Em alguns órgãos, o número de comissionados é maior do que o de servidores efetivos. Na Fundação Clóvis Salgado, responsável pela gestão de espaços culturais como o Palácio das Artes, de aproximadamente 400 funcionários restaram pouco mais de 30.

A Biblioteca Pública Estadual teve que suspender o empréstimo de livros. O local está aberto apenas para devolução das obras. O motivo é a exoneração de 75% dos trabalhadores da biblioteca, após o decreto publicado por Romeu Zema.

Por outro lado, em algumas secretarias alguns exonerados continuam trabalhando, mesmo após a publicação do decreto. Eles teriam sido orientados a manterem as atividades com a expectativa de serem reconvocados pelo governo.

As exonerações atingiram a maioria dos servidores com cargos comissionados. Apenas os ocupantes de cargos nas secretarias de Segurança Pública e Administração Prisional e àqueles com cargos abaixo de DAD 9 da Saúde foram poupados dos cortes, além dos comissionados do Corpo de Bombeiros, Polícia Civil, Polícia Militar, Fundação Hospital de Minas Gerais e Fundação Ezequiel Dias, além de outras fundações e autarquias tidas como de “serviços essenciais” para o governo de Romeu Zema, segundo nota divulgada ontem pela Secretaria de Planejamento e Gestão (Seplag).

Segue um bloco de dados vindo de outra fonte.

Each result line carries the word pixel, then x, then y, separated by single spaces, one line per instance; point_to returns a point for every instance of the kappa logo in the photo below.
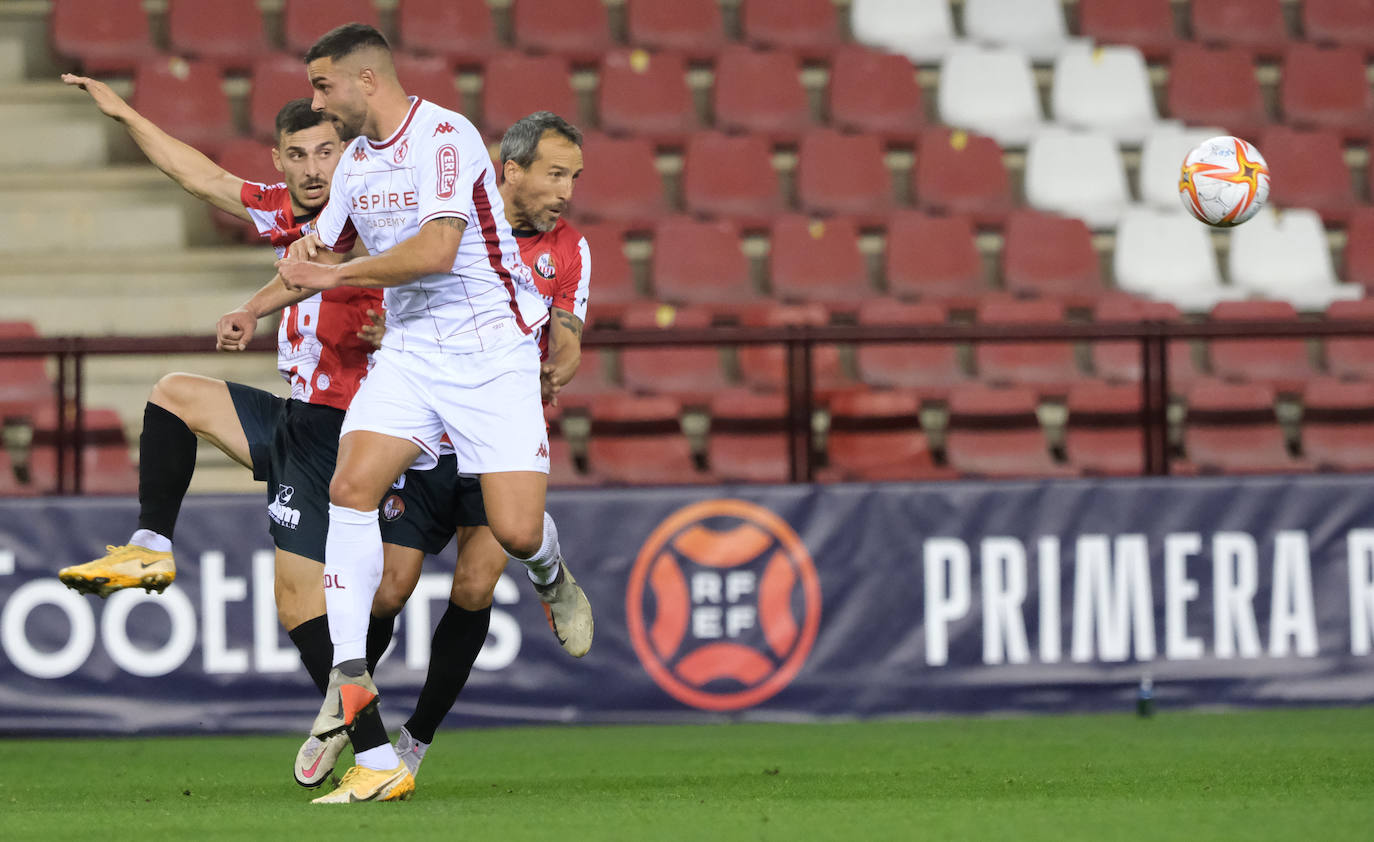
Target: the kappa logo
pixel 723 605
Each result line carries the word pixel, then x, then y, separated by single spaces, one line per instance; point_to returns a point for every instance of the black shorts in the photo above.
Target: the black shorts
pixel 294 447
pixel 425 508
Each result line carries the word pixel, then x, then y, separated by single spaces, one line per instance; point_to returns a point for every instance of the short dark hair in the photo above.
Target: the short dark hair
pixel 521 140
pixel 346 40
pixel 297 116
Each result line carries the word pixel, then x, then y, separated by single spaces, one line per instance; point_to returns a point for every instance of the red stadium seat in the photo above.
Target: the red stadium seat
pixel 1351 357
pixel 996 433
pixel 646 95
pixel 814 260
pixel 186 99
pixel 693 28
pixel 728 176
pixel 875 92
pixel 1231 429
pixel 1326 88
pixel 1253 25
pixel 700 263
pixel 1143 24
pixel 961 173
pixel 844 173
pixel 933 257
pixel 459 30
pixel 1047 367
pixel 228 32
pixel 1104 436
pixel 1338 425
pixel 507 94
pixel 577 29
pixel 305 21
pixel 1216 87
pixel 925 367
pixel 620 181
pixel 105 36
pixel 1047 254
pixel 760 92
pixel 1279 363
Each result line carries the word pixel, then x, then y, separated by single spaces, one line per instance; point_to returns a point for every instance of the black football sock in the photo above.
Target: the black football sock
pixel 166 462
pixel 458 639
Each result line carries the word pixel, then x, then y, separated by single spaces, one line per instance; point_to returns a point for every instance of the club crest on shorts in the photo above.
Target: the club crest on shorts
pixel 723 605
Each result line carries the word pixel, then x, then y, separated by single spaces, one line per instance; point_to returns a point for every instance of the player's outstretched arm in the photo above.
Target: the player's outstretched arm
pixel 199 176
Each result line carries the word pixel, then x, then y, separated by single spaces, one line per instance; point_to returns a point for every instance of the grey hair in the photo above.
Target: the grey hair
pixel 521 140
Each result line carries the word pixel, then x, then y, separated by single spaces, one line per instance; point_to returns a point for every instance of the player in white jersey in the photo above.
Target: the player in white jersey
pixel 459 356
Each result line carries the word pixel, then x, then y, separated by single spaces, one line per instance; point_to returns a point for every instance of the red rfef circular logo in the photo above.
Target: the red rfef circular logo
pixel 723 605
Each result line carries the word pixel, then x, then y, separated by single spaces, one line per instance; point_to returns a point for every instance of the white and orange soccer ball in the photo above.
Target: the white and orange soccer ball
pixel 1224 181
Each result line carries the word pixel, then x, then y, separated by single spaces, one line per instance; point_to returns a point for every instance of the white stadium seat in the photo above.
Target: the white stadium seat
pixel 1104 88
pixel 991 91
pixel 1076 173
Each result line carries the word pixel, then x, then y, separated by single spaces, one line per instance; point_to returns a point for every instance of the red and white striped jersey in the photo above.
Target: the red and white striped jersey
pixel 318 349
pixel 434 165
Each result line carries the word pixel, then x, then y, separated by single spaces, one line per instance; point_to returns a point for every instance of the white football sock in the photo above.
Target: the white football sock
pixel 352 573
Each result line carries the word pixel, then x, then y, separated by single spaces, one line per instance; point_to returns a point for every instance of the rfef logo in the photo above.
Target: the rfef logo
pixel 723 605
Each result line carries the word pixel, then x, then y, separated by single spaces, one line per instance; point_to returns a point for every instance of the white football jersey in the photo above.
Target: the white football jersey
pixel 434 165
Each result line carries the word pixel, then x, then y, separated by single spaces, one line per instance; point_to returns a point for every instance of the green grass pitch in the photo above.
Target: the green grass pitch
pixel 1238 775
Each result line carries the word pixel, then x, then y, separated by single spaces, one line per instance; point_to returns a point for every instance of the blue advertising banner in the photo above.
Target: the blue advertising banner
pixel 750 602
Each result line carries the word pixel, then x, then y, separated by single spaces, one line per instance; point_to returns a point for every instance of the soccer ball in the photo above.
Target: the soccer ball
pixel 1224 181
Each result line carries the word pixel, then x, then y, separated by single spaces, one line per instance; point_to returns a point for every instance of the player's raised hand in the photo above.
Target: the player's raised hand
pixel 105 98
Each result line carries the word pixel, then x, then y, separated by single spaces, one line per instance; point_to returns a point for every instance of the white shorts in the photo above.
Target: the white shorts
pixel 488 403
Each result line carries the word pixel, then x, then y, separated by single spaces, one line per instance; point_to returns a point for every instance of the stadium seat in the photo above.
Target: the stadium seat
pixel 814 260
pixel 929 368
pixel 961 173
pixel 1338 425
pixel 919 29
pixel 1314 172
pixel 1033 26
pixel 1279 363
pixel 989 89
pixel 1326 88
pixel 1055 177
pixel 875 92
pixel 105 36
pixel 646 95
pixel 760 92
pixel 1340 22
pixel 932 257
pixel 1104 434
pixel 691 28
pixel 1351 357
pixel 1253 25
pixel 995 433
pixel 575 29
pixel 700 263
pixel 1168 256
pixel 459 30
pixel 186 99
pixel 509 96
pixel 1104 88
pixel 844 175
pixel 1285 256
pixel 620 181
pixel 1216 85
pixel 731 176
pixel 305 21
pixel 1231 429
pixel 689 372
pixel 749 437
pixel 1147 25
pixel 1046 254
pixel 228 33
pixel 1047 367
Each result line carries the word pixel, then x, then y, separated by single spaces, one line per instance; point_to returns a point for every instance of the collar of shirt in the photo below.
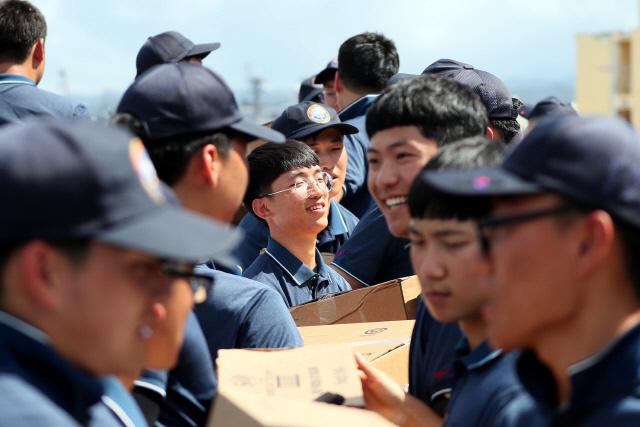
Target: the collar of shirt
pixel 296 269
pixel 121 403
pixel 6 79
pixel 337 225
pixel 611 371
pixel 26 352
pixel 357 108
pixel 468 360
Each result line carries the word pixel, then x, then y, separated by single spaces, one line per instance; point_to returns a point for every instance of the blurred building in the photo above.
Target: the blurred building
pixel 608 75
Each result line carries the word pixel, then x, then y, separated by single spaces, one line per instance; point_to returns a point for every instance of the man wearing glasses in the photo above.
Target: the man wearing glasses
pixel 189 120
pixel 290 192
pixel 563 239
pixel 90 243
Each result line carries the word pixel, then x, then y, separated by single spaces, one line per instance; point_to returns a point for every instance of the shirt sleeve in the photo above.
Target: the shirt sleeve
pixel 268 324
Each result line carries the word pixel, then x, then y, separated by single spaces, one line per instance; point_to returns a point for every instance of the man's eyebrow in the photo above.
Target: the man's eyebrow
pixel 446 232
pixel 413 230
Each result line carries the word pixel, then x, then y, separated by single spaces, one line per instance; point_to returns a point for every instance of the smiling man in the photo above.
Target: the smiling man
pixel 407 125
pixel 563 240
pixel 320 128
pixel 290 192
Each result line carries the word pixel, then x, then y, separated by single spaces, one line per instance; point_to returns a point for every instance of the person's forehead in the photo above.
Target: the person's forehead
pixel 300 172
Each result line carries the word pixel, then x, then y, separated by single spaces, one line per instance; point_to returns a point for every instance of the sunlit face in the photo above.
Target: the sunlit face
pixel 453 273
pixel 533 292
pixel 106 307
pixel 234 179
pixel 395 157
pixel 163 348
pixel 329 147
pixel 294 212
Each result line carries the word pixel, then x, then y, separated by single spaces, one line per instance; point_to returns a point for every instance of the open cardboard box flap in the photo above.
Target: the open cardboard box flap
pixel 384 344
pixel 237 409
pixel 392 300
pixel 305 372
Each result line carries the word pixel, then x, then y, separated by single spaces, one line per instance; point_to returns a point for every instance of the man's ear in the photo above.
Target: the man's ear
pixel 42 272
pixel 38 52
pixel 596 241
pixel 338 84
pixel 209 164
pixel 490 133
pixel 260 207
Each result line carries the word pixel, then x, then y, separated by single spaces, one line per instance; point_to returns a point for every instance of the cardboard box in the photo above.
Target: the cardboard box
pixel 393 300
pixel 305 372
pixel 236 409
pixel 384 344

A pasta informou que realiza levantamento de informações sobre todos os cargos comissionados, para fazer os cortes definitivos com objetivo de gerar economia aos cofres públicos. “A coleta de informações está transcorrendo, neste momento, para a verificação consistente do quadro de funcionários de recrutamento amplo para que haja enxugamento da máquina pública mineira, seguindo a plataforma de governo eleita em Minas”, diz o texto. Questionada sobre os serviços afetados pelas exonerações, a assessoria do governo não respondeu até o fechamento dessa edição.

Exonerados viram voluntários na TV

A Rede Minas também sofre para manter a programação diante das exonerações determinadas pelo governador Romeu Zema (Novo). A emissora conta com um terço do quadro de funcionários formado por comissionados, e, segundo o Sindicato dos Jornalistas de Minas Gerais, a TV só continua no ar devido a trabalhadores exonerados que continuam trabalhando de forma voluntária.

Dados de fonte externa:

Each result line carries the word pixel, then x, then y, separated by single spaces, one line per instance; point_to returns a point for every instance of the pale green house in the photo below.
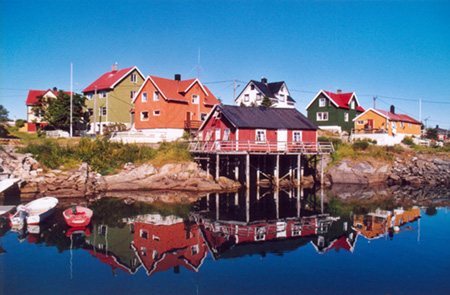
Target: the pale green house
pixel 109 98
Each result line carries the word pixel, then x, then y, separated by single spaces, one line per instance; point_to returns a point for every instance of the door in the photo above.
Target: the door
pixel 282 139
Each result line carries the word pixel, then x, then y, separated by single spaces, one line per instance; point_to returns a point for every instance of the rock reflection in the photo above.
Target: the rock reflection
pixel 158 238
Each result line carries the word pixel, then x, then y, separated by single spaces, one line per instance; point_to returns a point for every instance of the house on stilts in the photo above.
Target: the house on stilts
pixel 275 142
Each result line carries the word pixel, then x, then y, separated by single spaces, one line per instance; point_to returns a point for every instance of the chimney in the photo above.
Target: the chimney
pixel 392 109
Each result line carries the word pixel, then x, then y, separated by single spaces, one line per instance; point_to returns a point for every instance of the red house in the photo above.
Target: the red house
pixel 165 108
pixel 241 128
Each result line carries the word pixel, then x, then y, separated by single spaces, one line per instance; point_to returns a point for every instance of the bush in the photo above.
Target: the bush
pixel 360 145
pixel 408 141
pixel 20 123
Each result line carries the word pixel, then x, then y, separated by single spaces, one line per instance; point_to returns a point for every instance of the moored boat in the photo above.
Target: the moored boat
pixel 77 216
pixel 35 211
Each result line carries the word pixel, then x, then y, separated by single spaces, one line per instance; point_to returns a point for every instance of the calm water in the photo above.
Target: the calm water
pixel 256 243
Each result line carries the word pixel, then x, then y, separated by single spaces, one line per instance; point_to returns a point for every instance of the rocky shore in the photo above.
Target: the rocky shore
pixel 84 182
pixel 421 169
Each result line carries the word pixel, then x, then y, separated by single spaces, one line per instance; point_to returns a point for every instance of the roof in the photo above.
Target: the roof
pixel 392 116
pixel 340 100
pixel 176 89
pixel 262 117
pixel 270 89
pixel 32 98
pixel 109 79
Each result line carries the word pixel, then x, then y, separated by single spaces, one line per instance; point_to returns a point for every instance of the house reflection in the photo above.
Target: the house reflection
pixel 162 243
pixel 379 223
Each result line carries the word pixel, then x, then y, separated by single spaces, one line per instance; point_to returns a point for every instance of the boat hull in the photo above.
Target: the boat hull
pixel 77 216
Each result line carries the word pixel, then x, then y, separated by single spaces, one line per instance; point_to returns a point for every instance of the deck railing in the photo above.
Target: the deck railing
pixel 297 147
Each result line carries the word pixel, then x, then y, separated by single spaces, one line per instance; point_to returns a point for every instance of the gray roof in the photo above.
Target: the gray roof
pixel 266 118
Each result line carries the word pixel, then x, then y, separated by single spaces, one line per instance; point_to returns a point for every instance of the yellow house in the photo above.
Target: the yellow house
pixel 386 127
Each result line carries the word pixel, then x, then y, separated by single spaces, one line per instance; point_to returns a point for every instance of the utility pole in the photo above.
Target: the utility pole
pixel 71 98
pixel 95 111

No decreto publicado anteontem, foram exonerados 75 dos 219 servidores da Rede Minas. Grande parte deles da área técnica, que garantem a transmissão das imagens. “Além das baixas na área técnica, todo o quadro da chefia foi exonerado, deixando a emissora sem comando. Não há nem ao menos responsáveis técnicos exigidos pela legislação federal para que a TV se mantenha no ar. Também não há um interlocutor indicado pelo Estado para discutir as questões da TV. Tudo é incerto e nebuloso, gerando uma enorme apreensão”, diz a nota publicada pelo sindicato.

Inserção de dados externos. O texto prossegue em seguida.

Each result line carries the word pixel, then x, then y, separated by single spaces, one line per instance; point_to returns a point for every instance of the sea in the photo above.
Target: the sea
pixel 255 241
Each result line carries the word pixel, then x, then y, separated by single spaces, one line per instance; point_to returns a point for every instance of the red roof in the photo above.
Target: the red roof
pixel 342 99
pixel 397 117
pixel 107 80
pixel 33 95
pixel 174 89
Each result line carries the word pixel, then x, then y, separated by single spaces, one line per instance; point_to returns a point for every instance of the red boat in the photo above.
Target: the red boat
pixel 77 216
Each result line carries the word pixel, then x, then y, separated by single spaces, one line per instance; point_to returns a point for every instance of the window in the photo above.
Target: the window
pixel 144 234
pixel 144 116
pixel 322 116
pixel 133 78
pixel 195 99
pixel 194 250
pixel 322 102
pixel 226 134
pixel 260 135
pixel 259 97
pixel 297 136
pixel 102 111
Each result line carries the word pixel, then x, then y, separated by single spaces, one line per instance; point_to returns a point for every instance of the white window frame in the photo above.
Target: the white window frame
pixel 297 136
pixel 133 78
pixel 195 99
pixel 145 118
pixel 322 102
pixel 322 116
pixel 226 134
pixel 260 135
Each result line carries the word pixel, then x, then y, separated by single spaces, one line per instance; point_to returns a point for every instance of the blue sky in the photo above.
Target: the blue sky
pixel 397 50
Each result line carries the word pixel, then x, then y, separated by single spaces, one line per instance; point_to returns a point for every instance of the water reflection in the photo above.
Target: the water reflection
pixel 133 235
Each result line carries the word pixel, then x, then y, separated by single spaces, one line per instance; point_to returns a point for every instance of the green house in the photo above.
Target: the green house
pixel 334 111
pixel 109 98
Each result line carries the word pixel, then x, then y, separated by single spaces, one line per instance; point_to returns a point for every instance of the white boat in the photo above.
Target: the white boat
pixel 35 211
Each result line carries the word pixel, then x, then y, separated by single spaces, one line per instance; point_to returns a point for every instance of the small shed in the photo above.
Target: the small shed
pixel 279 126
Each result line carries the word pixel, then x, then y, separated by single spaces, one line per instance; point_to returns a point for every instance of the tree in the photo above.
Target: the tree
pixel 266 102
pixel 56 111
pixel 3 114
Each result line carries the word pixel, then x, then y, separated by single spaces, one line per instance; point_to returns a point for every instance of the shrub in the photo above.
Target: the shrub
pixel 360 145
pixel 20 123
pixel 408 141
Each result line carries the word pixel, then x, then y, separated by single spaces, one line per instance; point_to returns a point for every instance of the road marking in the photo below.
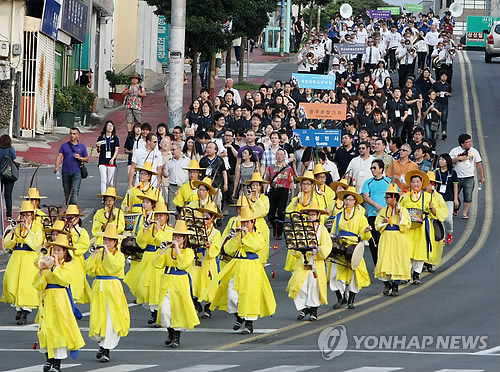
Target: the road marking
pixel 206 368
pixel 37 368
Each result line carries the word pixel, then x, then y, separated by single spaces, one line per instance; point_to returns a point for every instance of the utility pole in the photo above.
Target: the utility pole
pixel 176 64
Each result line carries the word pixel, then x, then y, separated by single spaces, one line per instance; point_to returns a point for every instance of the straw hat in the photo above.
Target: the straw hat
pixel 342 183
pixel 246 215
pixel 318 169
pixel 62 240
pixel 350 191
pixel 210 208
pixel 313 207
pixel 148 167
pixel 309 175
pixel 207 181
pixel 181 228
pixel 111 232
pixel 194 165
pixel 256 177
pixel 423 176
pixel 33 193
pixel 151 194
pixel 110 191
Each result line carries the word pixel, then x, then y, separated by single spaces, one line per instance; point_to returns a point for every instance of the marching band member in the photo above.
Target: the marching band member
pixel 132 202
pixel 24 242
pixel 176 311
pixel 58 331
pixel 188 192
pixel 349 226
pixel 206 266
pixel 421 207
pixel 307 286
pixel 243 288
pixel 259 203
pixel 393 222
pixel 81 241
pixel 108 214
pixel 109 314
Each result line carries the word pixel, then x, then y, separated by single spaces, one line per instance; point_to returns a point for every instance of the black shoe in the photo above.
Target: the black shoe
pixel 170 337
pixel 176 340
pixel 248 327
pixel 237 324
pixel 387 288
pixel 350 301
pixel 395 290
pixel 152 318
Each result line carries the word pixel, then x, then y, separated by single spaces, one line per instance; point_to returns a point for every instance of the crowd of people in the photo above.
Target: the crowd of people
pixel 386 187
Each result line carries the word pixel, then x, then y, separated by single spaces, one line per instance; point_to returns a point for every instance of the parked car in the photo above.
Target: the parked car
pixel 492 47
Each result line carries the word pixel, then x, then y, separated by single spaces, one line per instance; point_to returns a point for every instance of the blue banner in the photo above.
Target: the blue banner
pixel 313 81
pixel 319 137
pixel 50 18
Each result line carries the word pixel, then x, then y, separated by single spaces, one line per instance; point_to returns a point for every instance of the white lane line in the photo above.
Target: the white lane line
pixel 38 368
pixel 488 351
pixel 287 369
pixel 206 368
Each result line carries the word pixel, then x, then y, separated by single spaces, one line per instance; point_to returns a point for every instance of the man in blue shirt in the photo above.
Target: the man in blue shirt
pixel 71 154
pixel 373 192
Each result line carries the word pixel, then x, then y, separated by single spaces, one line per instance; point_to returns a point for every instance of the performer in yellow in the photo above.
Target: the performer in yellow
pixel 441 208
pixel 109 314
pixel 188 192
pixel 24 243
pixel 260 205
pixel 108 214
pixel 81 242
pixel 349 227
pixel 393 222
pixel 421 208
pixel 132 202
pixel 206 264
pixel 58 331
pixel 177 310
pixel 307 286
pixel 243 288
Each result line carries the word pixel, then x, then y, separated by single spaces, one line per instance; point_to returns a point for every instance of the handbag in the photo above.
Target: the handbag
pixel 83 168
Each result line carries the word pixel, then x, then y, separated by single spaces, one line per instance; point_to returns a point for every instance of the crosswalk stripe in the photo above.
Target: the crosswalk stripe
pixel 37 368
pixel 287 369
pixel 206 368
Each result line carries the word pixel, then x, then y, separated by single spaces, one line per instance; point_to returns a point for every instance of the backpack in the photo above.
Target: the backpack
pixel 9 169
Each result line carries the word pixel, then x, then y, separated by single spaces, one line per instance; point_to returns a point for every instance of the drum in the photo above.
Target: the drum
pixel 416 216
pixel 130 221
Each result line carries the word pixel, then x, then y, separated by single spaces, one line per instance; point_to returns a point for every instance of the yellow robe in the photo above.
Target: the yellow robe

Nesta quinta-feira, os servidores da empresa estatal Minas Gerais Administração e Serviços (MGS) fizeram um novo protesto, dessa vez na Cidade Administrativa, pedindo a realocação dos trabalhadores que atuavam na Unidade Atendimento Integrado (UAI) na praça Sete. O serviço será terceirizado, o que, segundo os funcionários da MGS, vai reduzir de 400 para pouco mais de 200 o número de pessoas que fazem o atendimento no local.